4. 60歳代単身世帯の半数が「年金だけでは生活が難しい」と回答

実際に年金で生活しているシニア世代は、日々の暮らし向きをどのように感じているのでしょうか。

J-FLEC(金融経済教育推進機構)の「家計の金融行動に関する世論調査 2025年」から、シニア世代の厳しい実情を見ていきます。

4.1 「年金で不自由なく暮らせる」との回答は少数派

60歳代と70歳代で「年金でさほど不自由なく暮らせる」と答えた人の割合は、二人以上世帯・単身世帯ともに8%~12%台にとどまっています。

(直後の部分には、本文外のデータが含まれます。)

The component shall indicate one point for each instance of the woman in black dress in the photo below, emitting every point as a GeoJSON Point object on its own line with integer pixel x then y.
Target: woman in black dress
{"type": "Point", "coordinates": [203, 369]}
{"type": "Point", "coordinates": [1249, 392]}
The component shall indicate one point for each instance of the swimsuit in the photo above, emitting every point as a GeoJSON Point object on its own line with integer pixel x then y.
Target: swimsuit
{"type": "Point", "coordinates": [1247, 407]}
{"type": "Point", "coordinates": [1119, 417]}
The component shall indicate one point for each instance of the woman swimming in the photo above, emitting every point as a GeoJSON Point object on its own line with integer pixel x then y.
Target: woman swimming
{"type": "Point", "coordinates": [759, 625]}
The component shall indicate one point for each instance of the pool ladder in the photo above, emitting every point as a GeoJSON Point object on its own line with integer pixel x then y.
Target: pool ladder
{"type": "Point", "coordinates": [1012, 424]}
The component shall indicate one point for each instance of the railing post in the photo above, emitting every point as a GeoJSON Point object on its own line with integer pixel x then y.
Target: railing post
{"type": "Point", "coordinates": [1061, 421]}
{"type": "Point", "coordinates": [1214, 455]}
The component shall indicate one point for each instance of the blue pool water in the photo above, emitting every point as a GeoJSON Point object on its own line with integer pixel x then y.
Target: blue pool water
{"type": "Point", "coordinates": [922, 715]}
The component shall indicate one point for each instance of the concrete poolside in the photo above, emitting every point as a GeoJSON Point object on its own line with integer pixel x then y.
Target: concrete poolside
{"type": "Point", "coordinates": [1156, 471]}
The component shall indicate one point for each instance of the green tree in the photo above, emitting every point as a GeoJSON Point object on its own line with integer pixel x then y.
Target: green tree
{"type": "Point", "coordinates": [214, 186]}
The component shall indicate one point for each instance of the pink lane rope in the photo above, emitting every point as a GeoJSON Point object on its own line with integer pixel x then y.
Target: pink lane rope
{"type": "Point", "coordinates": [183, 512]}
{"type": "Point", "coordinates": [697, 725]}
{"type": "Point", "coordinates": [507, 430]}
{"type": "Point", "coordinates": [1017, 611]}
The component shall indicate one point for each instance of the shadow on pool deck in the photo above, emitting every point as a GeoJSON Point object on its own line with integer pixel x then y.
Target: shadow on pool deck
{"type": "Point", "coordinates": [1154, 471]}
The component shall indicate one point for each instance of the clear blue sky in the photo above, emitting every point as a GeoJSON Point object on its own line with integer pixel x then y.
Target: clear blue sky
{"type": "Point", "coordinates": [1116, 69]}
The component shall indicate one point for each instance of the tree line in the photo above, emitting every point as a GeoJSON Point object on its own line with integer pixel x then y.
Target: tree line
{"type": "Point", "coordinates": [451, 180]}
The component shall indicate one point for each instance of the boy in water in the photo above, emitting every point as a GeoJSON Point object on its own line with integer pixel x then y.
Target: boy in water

4.2 単身世帯で目立つ「日常生活費もまかなえない」との声

「日常生活費程度もまかなうのが難しい」と回答した割合は、二人以上世帯では26%~33%台ですが、単身世帯では60歳代で50.7%、70歳代で35.5%と高くなっています。

4.3 生活にゆとりがない最大の要因は「物価上昇」

年金生活にゆとりがない理由として、年代や世帯の別なく「物価上昇等」が最も多く、いずれも50%を超えました。次いで「医療費の個人負担増」や「年金支給額の切り下げ」が挙げられています。この調査結果から、多くのシニア世帯が物価高で家計が圧迫されていると感じており、年金収入だけでゆとりのある生活を送ることが困難になっている実態がうかがえます。